Royal wedding composer Paul Mealor is the high-profile curator of a festival set in what is usually one of the county’s quieter quarters.
Paul came to worldwide attention when he was chosen to write music for the wedding of Prince William and Kate Middleton in 2011.
His piece, Ubi caritas, was performed by the choirs of Westminster Abbey and Her Majesty’s Chapel Royal at the ceremony, watched by 2.5 billion people, the largest audience in broadcasting history.
So it’s testimony to the excellence of Romney’s JAM on the Marsh arts festival that Paul has this year become the curator of the 10-day spectacular, which brings music, theatre, poetry, artwork and photography to locations across Romney Marsh from Thursday, July 9, to Sunday, July 19.
Of his involvement with JAM (John Armitage Memorial), Paul says: “In 2010, JAM commissioned a song of mine called Now Sleeps The Crimson Petal.

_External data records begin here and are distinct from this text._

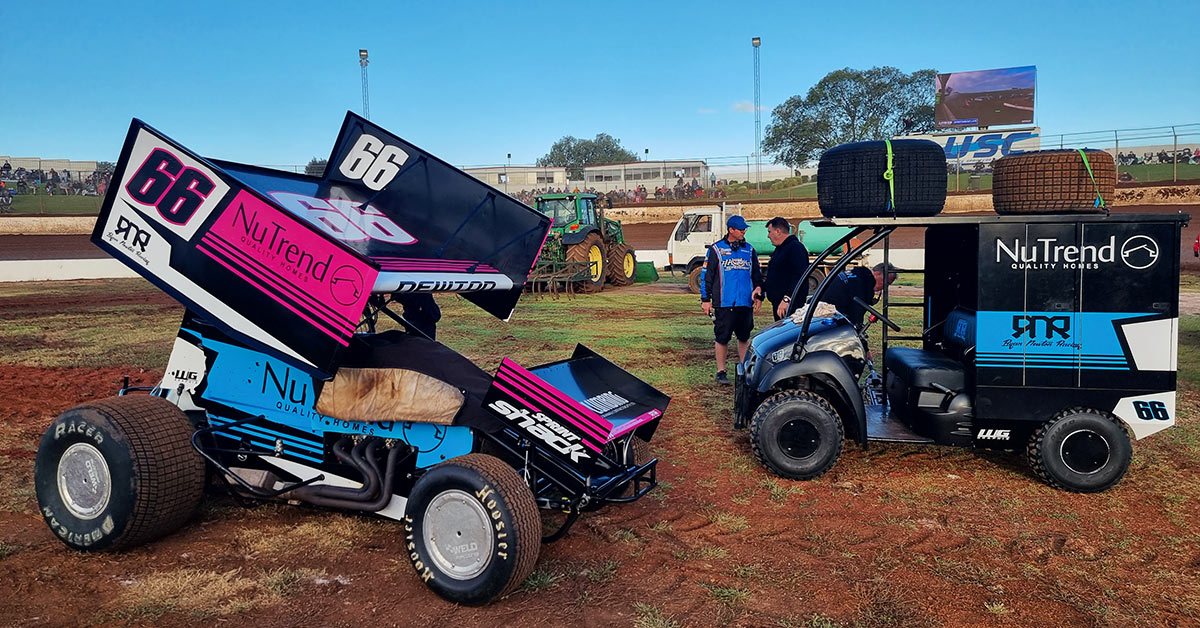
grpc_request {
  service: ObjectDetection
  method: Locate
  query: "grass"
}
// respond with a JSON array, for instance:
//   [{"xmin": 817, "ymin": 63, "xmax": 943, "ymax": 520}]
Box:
[
  {"xmin": 236, "ymin": 514, "xmax": 386, "ymax": 556},
  {"xmin": 12, "ymin": 185, "xmax": 103, "ymax": 214},
  {"xmin": 118, "ymin": 569, "xmax": 300, "ymax": 621},
  {"xmin": 702, "ymin": 584, "xmax": 750, "ymax": 608},
  {"xmin": 634, "ymin": 602, "xmax": 679, "ymax": 628}
]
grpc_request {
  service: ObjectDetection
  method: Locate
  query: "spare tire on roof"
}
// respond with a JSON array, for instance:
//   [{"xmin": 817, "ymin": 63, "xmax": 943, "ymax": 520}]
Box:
[
  {"xmin": 991, "ymin": 149, "xmax": 1117, "ymax": 214},
  {"xmin": 817, "ymin": 139, "xmax": 946, "ymax": 217}
]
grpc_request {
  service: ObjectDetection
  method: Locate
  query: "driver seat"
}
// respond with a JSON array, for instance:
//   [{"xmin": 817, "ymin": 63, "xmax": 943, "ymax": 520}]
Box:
[{"xmin": 883, "ymin": 307, "xmax": 976, "ymax": 442}]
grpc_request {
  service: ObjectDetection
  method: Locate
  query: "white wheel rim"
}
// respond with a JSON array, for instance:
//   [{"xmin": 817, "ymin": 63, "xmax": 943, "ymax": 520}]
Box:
[
  {"xmin": 56, "ymin": 443, "xmax": 113, "ymax": 520},
  {"xmin": 421, "ymin": 489, "xmax": 493, "ymax": 580}
]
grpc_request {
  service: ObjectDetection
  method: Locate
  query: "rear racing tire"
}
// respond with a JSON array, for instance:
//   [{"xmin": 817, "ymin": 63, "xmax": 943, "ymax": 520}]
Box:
[
  {"xmin": 404, "ymin": 454, "xmax": 541, "ymax": 606},
  {"xmin": 688, "ymin": 267, "xmax": 704, "ymax": 294},
  {"xmin": 817, "ymin": 139, "xmax": 946, "ymax": 219},
  {"xmin": 34, "ymin": 396, "xmax": 204, "ymax": 551},
  {"xmin": 1026, "ymin": 408, "xmax": 1133, "ymax": 492},
  {"xmin": 566, "ymin": 232, "xmax": 607, "ymax": 292},
  {"xmin": 607, "ymin": 243, "xmax": 637, "ymax": 286},
  {"xmin": 991, "ymin": 150, "xmax": 1117, "ymax": 215},
  {"xmin": 750, "ymin": 390, "xmax": 846, "ymax": 480}
]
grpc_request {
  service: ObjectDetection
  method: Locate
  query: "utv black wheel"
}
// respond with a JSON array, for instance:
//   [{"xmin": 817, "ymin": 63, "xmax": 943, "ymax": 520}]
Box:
[
  {"xmin": 750, "ymin": 390, "xmax": 845, "ymax": 480},
  {"xmin": 1027, "ymin": 408, "xmax": 1133, "ymax": 492},
  {"xmin": 34, "ymin": 396, "xmax": 204, "ymax": 551},
  {"xmin": 404, "ymin": 454, "xmax": 541, "ymax": 606}
]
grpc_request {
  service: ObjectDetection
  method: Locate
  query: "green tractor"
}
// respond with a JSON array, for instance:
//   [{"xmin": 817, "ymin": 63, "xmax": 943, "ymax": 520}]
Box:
[{"xmin": 529, "ymin": 193, "xmax": 637, "ymax": 292}]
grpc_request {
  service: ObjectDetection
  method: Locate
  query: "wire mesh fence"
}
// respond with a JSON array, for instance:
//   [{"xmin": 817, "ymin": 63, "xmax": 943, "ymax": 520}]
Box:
[{"xmin": 0, "ymin": 122, "xmax": 1200, "ymax": 215}]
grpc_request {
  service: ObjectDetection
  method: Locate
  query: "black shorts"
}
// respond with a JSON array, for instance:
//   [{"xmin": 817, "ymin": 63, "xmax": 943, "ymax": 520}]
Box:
[{"xmin": 713, "ymin": 306, "xmax": 754, "ymax": 345}]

It was that piece that Her Royal Highness the Duchess of Cambridge heard and I was contacted for the royal wedding commission, so I’ve a lot to thank JAM for!”
Paul, a Welshman based at the University of Aberdeen, adds: “I’ve got to know Romney Marsh quite well and have made some friends, and I think it’s fantastically beautiful. I’ve been involved in JAM every year, so I feel a real connection.
“I remember the very first time I visited, Ed Armitage, the festival director, took me on that wonderful train journey right across the Marsh and it’s very inspiring.”
Paul is thrilled with the diversity this year’s programme offers.
“We have music of Thea Musgrave, who is one of the great British composers, a brand new piece by her called The Voices Of Our Ancestors; a brilliant piece by Paul Patterson called The Fifth Continent, which is inspired by Romney Marsh; and one of my favourite pieces is going to be sung by the Mousai Singers, the gorgeous Duruflé Requiem,” he said.
“We have opera, music by Mozart, Puccini, Rossini and Verdi, but also a photography exhibition that looks at the Romney, Hythe and Dymchurch Railway and a brilliant group called The Owlers, who perform tales of local history.
“We have children coming from all across the Marsh for a concert called Singing Playgrounds with Onyx Brass and a new piece by Timothy Jackson.
“You have beautiful medieval churches on the Marsh, so this year we have a tour of those churches, with discussions about how they have become beacons of cultural and historical light.”